Lebelo himself is under fire for instructing the same firm to compile evidence on the alleged “rogue unit” at Sars in preparation for his own appearance before the inquiry, which was invoiced at R1m. 

David Maphakela, partner at Mashiane, Moodley & Monama, is not pleased at being hauled before the inquiry and through his lawyers told the commission he would not give oral evidence on Monday. 

Maphakela had provided an affidavit to the inquiry and told the commission he believes this is sufficient. This culminated in a showdown with retired judge Robert Nugent, who eventually ruled that he was compelled to give oral evidence. Maphakela indicated he would challenge Nugent’s ruling in court. 

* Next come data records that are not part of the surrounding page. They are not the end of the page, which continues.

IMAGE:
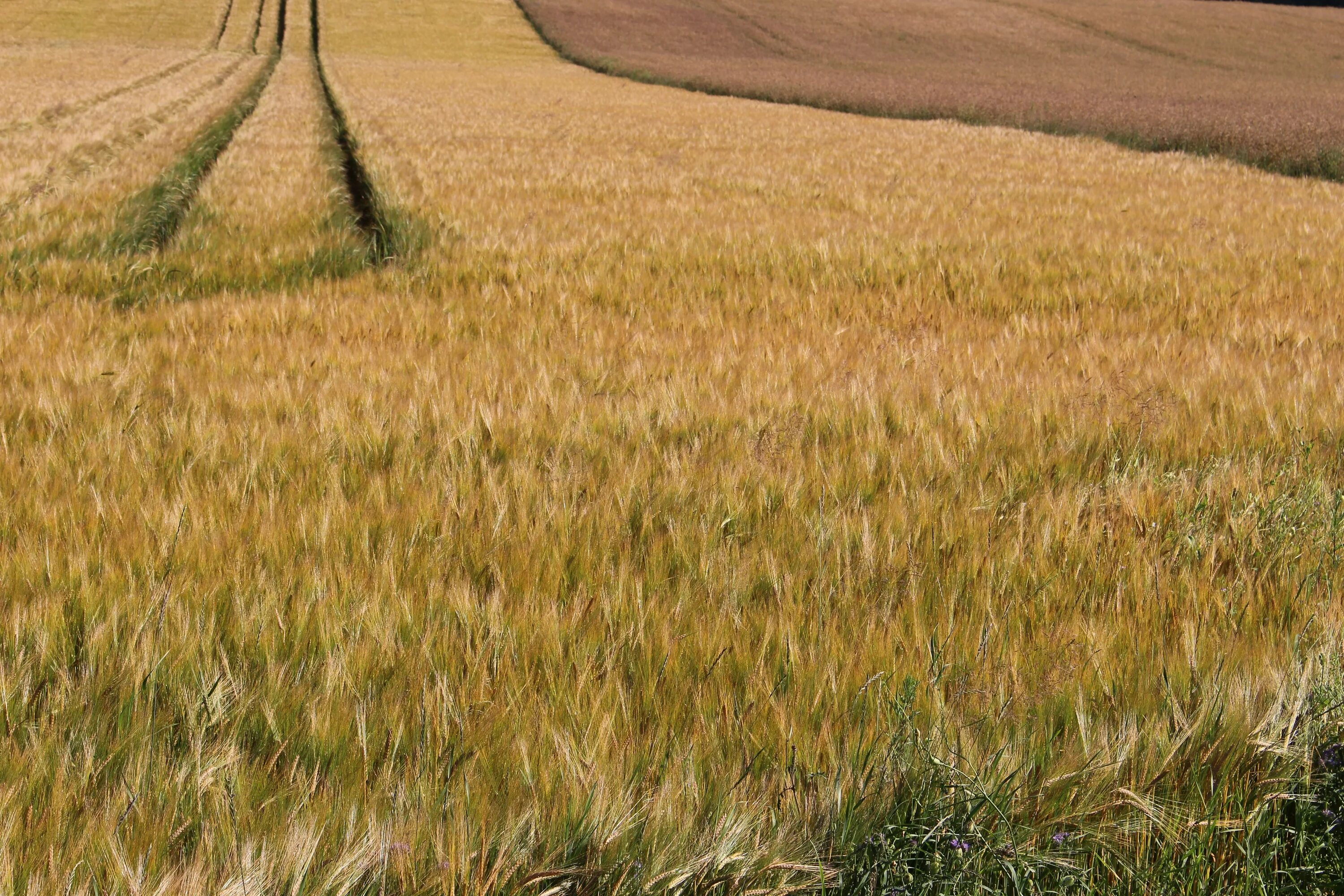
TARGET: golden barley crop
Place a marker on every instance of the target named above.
(707, 496)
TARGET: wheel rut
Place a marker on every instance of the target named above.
(152, 217)
(369, 210)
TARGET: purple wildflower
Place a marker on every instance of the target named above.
(1334, 757)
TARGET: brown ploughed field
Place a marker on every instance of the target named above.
(1257, 82)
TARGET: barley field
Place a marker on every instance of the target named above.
(1252, 81)
(431, 466)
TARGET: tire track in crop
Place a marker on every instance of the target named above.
(224, 25)
(369, 209)
(261, 11)
(90, 156)
(152, 217)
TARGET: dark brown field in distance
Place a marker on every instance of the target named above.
(1253, 81)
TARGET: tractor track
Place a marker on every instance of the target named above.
(152, 217)
(224, 25)
(90, 156)
(61, 112)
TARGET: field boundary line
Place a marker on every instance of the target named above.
(224, 25)
(367, 206)
(1327, 164)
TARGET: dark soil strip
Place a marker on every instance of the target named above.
(154, 215)
(370, 213)
(224, 25)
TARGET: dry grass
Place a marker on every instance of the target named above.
(1250, 81)
(272, 209)
(624, 535)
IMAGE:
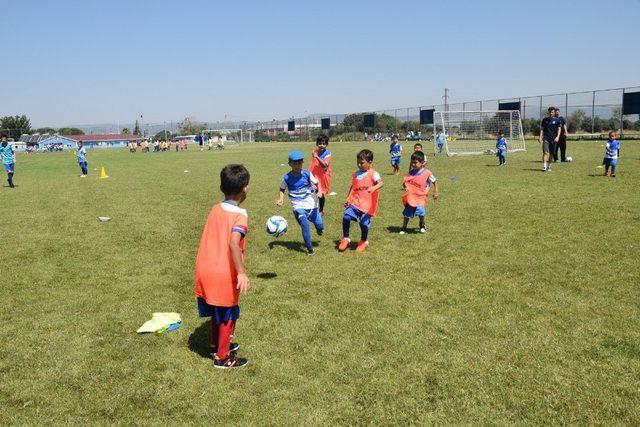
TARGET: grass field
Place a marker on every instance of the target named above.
(521, 304)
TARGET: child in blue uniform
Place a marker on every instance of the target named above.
(302, 187)
(8, 160)
(395, 149)
(611, 154)
(501, 148)
(82, 159)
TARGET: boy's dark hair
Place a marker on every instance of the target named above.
(365, 155)
(322, 138)
(417, 155)
(233, 178)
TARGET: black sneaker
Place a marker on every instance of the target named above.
(232, 348)
(229, 362)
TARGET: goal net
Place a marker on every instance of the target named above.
(476, 132)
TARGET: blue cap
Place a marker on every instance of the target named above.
(294, 156)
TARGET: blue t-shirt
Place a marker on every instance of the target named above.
(549, 127)
(7, 154)
(82, 155)
(611, 149)
(395, 150)
(301, 189)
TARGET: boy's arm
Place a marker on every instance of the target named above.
(236, 254)
(376, 187)
(346, 202)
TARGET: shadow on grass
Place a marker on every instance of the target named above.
(294, 246)
(200, 338)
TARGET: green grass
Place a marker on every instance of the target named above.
(520, 304)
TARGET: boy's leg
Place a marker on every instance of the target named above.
(316, 218)
(215, 333)
(301, 216)
(225, 333)
(405, 222)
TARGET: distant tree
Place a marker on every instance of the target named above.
(189, 126)
(70, 131)
(14, 126)
(575, 119)
(45, 130)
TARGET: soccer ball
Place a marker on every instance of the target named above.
(277, 226)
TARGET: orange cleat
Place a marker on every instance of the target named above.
(362, 246)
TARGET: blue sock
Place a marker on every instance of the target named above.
(306, 231)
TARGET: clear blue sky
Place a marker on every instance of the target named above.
(83, 62)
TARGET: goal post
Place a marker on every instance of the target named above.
(475, 132)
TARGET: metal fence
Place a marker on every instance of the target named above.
(595, 110)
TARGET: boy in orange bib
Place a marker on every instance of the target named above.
(219, 274)
(417, 184)
(362, 201)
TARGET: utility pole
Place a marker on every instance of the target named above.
(446, 99)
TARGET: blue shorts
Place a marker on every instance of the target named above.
(311, 214)
(220, 314)
(411, 211)
(354, 214)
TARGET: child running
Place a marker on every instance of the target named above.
(417, 184)
(395, 149)
(611, 154)
(81, 154)
(321, 169)
(301, 186)
(362, 201)
(220, 275)
(8, 160)
(501, 148)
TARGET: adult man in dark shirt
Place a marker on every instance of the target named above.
(562, 142)
(549, 136)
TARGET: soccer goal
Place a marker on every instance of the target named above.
(475, 132)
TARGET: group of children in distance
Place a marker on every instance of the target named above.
(218, 284)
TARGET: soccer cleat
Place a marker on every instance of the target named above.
(362, 246)
(232, 348)
(229, 362)
(344, 244)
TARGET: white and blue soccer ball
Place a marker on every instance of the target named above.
(277, 226)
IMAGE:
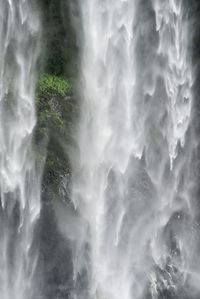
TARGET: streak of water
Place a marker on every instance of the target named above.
(134, 187)
(19, 183)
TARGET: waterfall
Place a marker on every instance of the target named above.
(134, 187)
(19, 180)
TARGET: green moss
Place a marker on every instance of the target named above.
(50, 86)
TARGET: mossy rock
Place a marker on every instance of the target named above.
(57, 112)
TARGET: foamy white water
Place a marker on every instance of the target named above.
(133, 230)
(19, 183)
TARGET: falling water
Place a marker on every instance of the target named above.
(19, 185)
(133, 186)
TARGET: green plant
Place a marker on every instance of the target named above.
(51, 85)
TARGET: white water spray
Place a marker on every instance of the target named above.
(19, 183)
(133, 186)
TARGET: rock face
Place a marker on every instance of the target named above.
(57, 112)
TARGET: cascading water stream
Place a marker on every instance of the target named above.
(19, 182)
(133, 187)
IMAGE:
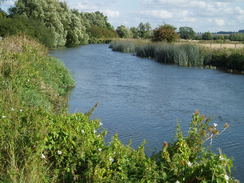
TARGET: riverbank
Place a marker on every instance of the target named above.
(189, 55)
(41, 142)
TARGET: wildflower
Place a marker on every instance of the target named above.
(43, 156)
(111, 159)
(221, 158)
(189, 164)
(227, 178)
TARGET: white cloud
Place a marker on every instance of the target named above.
(219, 22)
(111, 13)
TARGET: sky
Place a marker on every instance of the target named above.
(201, 15)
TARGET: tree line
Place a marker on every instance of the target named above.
(54, 21)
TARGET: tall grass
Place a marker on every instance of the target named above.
(41, 142)
(184, 54)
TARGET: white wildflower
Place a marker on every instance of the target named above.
(227, 178)
(43, 156)
(189, 164)
(111, 159)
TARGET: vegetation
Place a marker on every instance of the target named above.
(23, 25)
(185, 54)
(186, 33)
(165, 33)
(41, 142)
(66, 27)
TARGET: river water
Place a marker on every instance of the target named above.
(141, 99)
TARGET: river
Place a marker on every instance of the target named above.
(141, 99)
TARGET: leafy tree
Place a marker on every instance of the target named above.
(165, 33)
(237, 37)
(207, 36)
(123, 31)
(56, 15)
(135, 32)
(31, 27)
(144, 30)
(186, 33)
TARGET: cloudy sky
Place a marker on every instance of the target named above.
(202, 15)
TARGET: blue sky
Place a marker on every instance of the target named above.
(201, 15)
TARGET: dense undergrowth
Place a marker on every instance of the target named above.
(41, 142)
(185, 54)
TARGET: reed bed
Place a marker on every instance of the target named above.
(188, 55)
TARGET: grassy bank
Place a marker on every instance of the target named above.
(41, 142)
(185, 54)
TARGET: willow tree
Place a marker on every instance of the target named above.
(56, 15)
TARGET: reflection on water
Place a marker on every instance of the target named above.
(141, 99)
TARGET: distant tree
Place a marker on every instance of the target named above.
(207, 36)
(165, 33)
(123, 31)
(135, 32)
(186, 33)
(237, 37)
(144, 30)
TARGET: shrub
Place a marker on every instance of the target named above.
(165, 33)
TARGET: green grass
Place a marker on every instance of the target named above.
(41, 142)
(185, 54)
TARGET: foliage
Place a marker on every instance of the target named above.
(135, 32)
(31, 27)
(165, 33)
(185, 54)
(186, 33)
(123, 31)
(207, 36)
(144, 30)
(237, 37)
(100, 33)
(41, 142)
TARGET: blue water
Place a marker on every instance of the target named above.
(141, 99)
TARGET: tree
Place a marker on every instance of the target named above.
(165, 33)
(123, 31)
(144, 30)
(135, 32)
(207, 36)
(186, 33)
(65, 24)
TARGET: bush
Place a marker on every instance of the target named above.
(39, 143)
(165, 33)
(31, 27)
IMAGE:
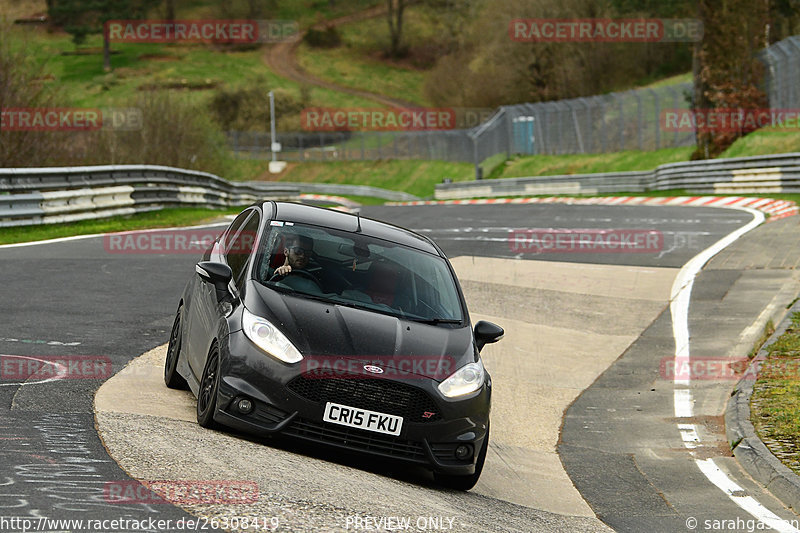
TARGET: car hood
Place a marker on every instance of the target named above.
(326, 332)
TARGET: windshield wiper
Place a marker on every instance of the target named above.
(435, 321)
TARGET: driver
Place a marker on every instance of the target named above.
(298, 251)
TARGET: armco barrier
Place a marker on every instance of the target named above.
(744, 175)
(64, 194)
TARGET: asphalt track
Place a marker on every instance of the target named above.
(74, 298)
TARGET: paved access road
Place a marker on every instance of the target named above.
(75, 298)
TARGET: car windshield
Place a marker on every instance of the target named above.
(359, 271)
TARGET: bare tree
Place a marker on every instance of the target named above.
(395, 18)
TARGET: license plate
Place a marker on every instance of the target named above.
(362, 418)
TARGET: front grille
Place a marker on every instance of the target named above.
(374, 394)
(356, 439)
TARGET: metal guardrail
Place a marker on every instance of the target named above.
(31, 196)
(743, 175)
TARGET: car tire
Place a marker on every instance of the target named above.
(207, 394)
(172, 378)
(468, 481)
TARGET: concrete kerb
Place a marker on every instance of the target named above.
(749, 450)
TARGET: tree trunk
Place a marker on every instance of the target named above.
(106, 53)
(395, 17)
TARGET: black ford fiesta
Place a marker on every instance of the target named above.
(336, 329)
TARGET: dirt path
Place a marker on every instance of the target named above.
(282, 59)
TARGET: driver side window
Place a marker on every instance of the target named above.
(241, 247)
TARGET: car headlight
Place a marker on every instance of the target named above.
(465, 380)
(269, 338)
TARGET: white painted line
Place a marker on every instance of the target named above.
(740, 497)
(93, 235)
(61, 371)
(683, 399)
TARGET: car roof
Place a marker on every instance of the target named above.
(320, 216)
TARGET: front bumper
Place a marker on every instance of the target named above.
(285, 402)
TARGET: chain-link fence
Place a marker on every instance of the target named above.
(630, 120)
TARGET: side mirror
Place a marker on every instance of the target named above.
(219, 274)
(487, 333)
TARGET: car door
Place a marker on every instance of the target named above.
(204, 301)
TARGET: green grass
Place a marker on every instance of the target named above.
(775, 404)
(164, 218)
(358, 62)
(763, 142)
(83, 82)
(553, 165)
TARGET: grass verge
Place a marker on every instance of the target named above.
(164, 218)
(775, 404)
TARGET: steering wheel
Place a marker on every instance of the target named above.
(303, 273)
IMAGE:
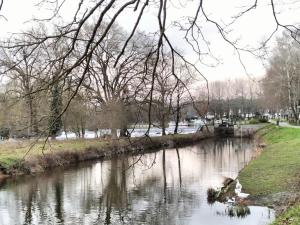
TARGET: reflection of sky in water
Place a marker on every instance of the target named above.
(167, 187)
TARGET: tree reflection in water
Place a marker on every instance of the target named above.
(166, 187)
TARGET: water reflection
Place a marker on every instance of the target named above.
(166, 187)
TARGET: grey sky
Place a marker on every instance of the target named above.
(251, 29)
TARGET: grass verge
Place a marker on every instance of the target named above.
(273, 177)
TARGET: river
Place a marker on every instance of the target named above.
(165, 187)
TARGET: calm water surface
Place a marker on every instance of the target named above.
(166, 187)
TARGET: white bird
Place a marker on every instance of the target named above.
(238, 190)
(238, 187)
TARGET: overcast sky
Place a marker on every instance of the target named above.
(250, 30)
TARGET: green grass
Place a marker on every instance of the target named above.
(276, 170)
(13, 152)
(278, 167)
(290, 217)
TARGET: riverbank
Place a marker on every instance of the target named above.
(273, 178)
(17, 158)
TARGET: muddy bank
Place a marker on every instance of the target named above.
(34, 164)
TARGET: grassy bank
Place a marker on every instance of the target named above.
(15, 157)
(274, 177)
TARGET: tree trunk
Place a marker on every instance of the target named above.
(33, 127)
(177, 114)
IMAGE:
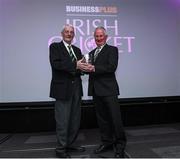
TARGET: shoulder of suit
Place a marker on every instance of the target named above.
(75, 47)
(110, 46)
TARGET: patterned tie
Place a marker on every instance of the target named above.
(71, 53)
(96, 53)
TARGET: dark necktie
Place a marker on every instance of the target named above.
(71, 53)
(96, 53)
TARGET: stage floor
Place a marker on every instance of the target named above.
(154, 141)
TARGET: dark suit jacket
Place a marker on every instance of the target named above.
(64, 71)
(103, 81)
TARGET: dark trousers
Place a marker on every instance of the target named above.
(109, 121)
(67, 116)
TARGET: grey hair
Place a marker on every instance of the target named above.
(102, 28)
(65, 26)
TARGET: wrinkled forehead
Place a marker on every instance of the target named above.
(68, 28)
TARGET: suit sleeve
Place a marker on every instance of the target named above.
(111, 65)
(59, 62)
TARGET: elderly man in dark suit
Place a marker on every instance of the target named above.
(66, 88)
(104, 89)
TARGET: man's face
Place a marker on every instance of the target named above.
(100, 37)
(68, 34)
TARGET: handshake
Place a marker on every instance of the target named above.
(85, 66)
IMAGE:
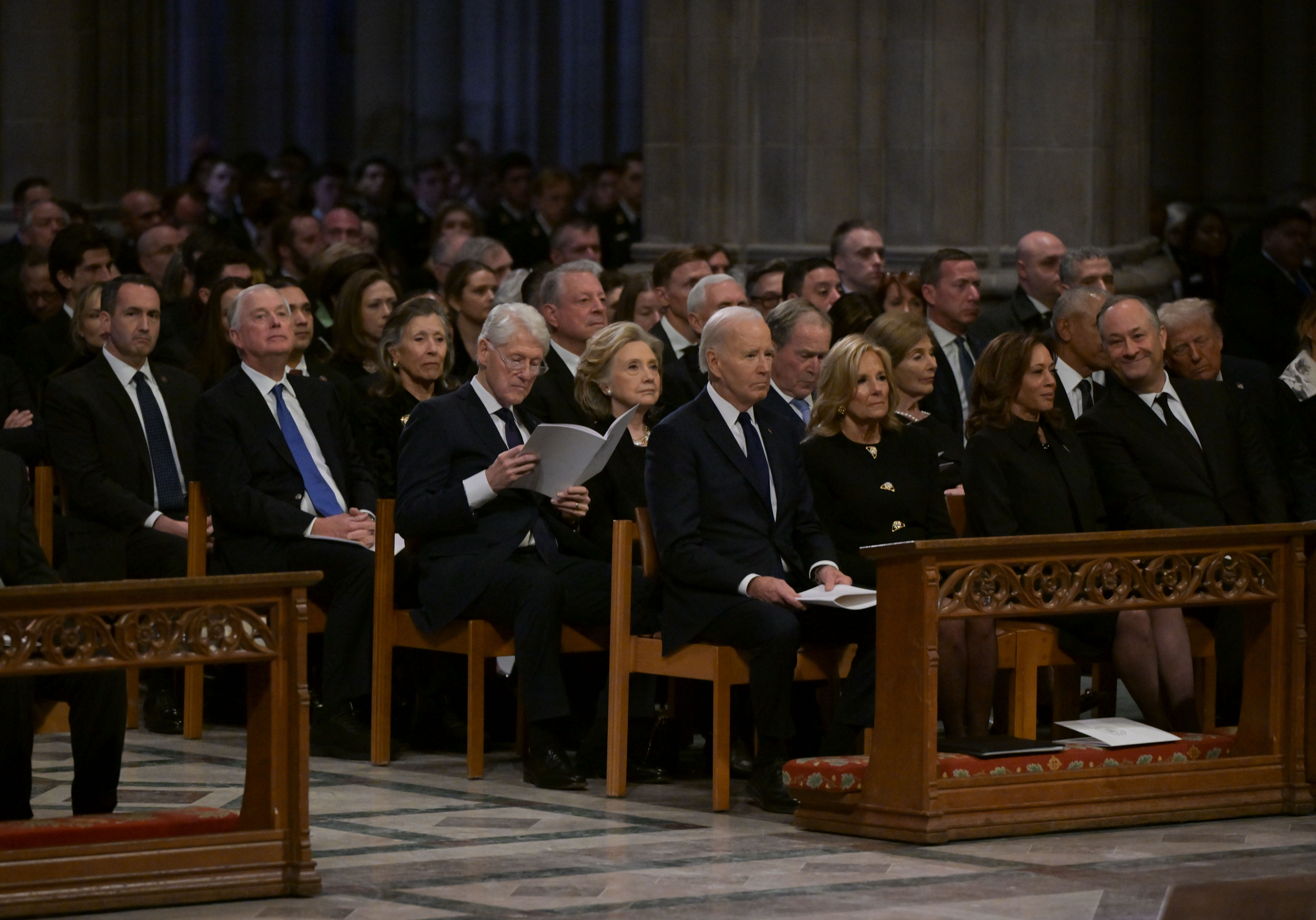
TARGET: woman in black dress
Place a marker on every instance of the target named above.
(905, 336)
(874, 481)
(1026, 473)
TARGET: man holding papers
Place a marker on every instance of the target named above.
(491, 549)
(737, 535)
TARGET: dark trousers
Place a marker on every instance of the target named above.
(773, 636)
(536, 599)
(98, 713)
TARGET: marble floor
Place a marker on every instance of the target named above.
(418, 840)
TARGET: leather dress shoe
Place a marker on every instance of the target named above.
(548, 767)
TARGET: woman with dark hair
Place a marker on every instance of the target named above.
(364, 307)
(469, 293)
(874, 481)
(415, 360)
(1026, 473)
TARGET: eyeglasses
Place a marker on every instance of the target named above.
(519, 365)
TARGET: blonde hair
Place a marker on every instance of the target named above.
(597, 361)
(839, 380)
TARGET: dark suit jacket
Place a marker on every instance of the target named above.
(98, 445)
(1148, 481)
(251, 478)
(22, 559)
(447, 440)
(28, 443)
(713, 524)
(553, 395)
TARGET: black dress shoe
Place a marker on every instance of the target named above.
(548, 767)
(340, 734)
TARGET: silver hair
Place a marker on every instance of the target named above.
(506, 320)
(239, 302)
(789, 314)
(718, 327)
(1178, 314)
(555, 282)
(1069, 262)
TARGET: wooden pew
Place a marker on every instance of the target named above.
(902, 794)
(258, 621)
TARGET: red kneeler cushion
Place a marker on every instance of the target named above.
(112, 828)
(845, 775)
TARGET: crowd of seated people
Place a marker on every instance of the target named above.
(306, 343)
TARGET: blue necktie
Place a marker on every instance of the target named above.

Evidence leader, advocate Carol Steinberg, revealed that Maphakela’s law firm invoiced Sars to read a book to establish whether Moyane was referenced and whether the information contained in it was defamatory. This had been billed at R120,000. 

Lebelo had also asked the law firm to compile evidence of the alleged “rogue unit” at Sars in preparation for his own appearance before the inquiry in September.

He effectively blamed Mashiane, Moodley & Monama for inflating the costs for the work he requested. Lebelo told the inquiry he had contested the R1m price tag for the work, which he described as simply a “request for files”.

The invoice was then revised and Sars was issued with a R759,000 bill. He says he is also contesting this amount. And he has provided the commission with e-mails to Moyane in which he says he complains about the bills from the law firm.

Lebelo, who is dubbed “Moyane’s hitman” by Sars employees, told the commission the response from Moyane to his e-mails was simply “just pay them”. 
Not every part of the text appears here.